Matialth Good concept, poorly executed.
Limerculer A waste of 90 minutes of my life
KnotStronger This is a must-see and one of the best documentaries - and films - of this year.
Verity Robins Great movie. Not sure what people expected but I found it highly entertaining.
dougdoepke An ambitious jazz musician tries to make it in The Big Apple despite hardships. Meanwhile he befriends a desperate taxi dancer trying to hold on to her self-respect.The 105-minutes amounts to a sour valentine to New York City. The ending is predictable from the start. Why else cast two big Hollywood stars in the leads. The fact that Peggy (Reynolds) and Pete (Curtis) finally get together is not because of the City, as we might expect, but in spite of it. Thus the screenplay breaks with Hollywood convention of big cities with a soft heart. Note, for example, how the landlady's morning grouch gets quickly reflected in other grouchy New Yorkers.. That sort of uncompromising attitude may be the movie's best part. Otherwise, it's Reynolds breaking with her malt shop image, as a hard case who registers zero smiles throughout. At the same time, the effort to break with the Tammy image (Tammy And The Bachelor, {1957}) is too pointed and resolute to be convincing. Curtis, on the other hand, is fairly amiable, and not quite as miscast as Reynolds. Still, his Bronx accent sort of comes and goes for a guy supposedly from Milwaukee. Having two stars at the peak of popularity also means giving them adequate screen time to satisfy their fans. But that also means padding a slender storyline with lots of talk that too often drags out the runtime. Note too, how awkwardly the script plays with the key topic of prostitution, a word or even concept that dare not speak its name, thanks to the suffocating Production Code. Anyway, Oakie and Medford supply subtle amusement, while Rickles chews the scenery like he's starving for attention. All in all, it's a 105-minutes that doesn't wear well, despite being cutting edge at the time. All in all, I'm glad that Reynolds soon went back to the personality roles she was so good at.

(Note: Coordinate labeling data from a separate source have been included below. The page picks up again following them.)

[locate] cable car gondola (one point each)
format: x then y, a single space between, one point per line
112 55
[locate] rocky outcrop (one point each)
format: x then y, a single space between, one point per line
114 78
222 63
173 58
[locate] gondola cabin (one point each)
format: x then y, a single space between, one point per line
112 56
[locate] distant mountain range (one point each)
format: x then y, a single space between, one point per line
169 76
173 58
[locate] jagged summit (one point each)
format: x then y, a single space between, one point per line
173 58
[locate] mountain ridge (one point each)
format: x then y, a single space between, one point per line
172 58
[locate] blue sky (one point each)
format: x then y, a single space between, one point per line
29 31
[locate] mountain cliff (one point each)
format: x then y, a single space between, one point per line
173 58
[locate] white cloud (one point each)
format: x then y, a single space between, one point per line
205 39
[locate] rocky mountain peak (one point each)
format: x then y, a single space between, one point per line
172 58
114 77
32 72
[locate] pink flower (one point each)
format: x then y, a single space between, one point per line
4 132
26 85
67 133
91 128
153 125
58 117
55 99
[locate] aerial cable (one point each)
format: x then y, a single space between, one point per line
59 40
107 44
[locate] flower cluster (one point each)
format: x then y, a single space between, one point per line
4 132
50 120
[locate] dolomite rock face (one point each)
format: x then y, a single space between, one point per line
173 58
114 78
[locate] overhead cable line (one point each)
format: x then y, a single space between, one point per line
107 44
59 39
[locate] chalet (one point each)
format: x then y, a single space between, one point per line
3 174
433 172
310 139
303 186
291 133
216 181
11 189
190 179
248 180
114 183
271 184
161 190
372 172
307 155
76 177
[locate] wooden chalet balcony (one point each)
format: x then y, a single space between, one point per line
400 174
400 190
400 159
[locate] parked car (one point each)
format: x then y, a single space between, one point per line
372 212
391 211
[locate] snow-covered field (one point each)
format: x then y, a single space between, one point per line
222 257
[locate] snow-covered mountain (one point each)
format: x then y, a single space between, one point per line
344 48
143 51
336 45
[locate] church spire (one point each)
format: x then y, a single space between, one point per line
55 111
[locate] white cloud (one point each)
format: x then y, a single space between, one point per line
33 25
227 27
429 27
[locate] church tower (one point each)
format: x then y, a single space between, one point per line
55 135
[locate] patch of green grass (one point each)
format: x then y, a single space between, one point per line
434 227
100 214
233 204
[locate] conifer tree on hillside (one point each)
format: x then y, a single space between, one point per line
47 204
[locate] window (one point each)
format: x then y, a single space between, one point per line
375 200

sensha I am surprised at the reviews thus far posted, as they miss one of the major novelties of this movie. While Tony Curtis is never going to win any awards for his musicianship, the little "group" that he tries to join contains some pretty impressive "ringers", especially for a movie that isn't all that much about the musical side of things.Any group that contains the likes of Gerry Mulligan AND Sam Butera is going to raise more than a few musical eyebrows. As mentioned above, the music used in the film is nothing to get too worked up about, but these two icons (plus the other sidemen that surround them) are reason enough to consider this one "special".A musical note or two about Curtis is in order here as well. He also played a tenor saxophone player in the iconic Some Like It Hot. While his autobiography is silent as to his actual saxophone playing skills, some of the fingerings that he used in that film were right for the music being played (although out of sync with the actual film sound track). It is mentioned that he has some flute playing skills in the biography, so his being a sax player is not out of the realm of possibility.The horns that he is seen playing in this movie all appear to be Selmer instruments. When his horns get "lifted" by the boys in the band, Debbie Reynolds goes to bat for him and buys him a set of horns "to get by" on his cruise ship gig. However, the instruments purchased are Leblanc horns, recognizable by the distinctive tweed covered cases in which they came. But, when he is seen performing on the ship, he is again playing Selmer instruments. Since this was well before product placement in movies became common, it may be that he was playing his own horns and the Leblanc cases were used for their visual appeal.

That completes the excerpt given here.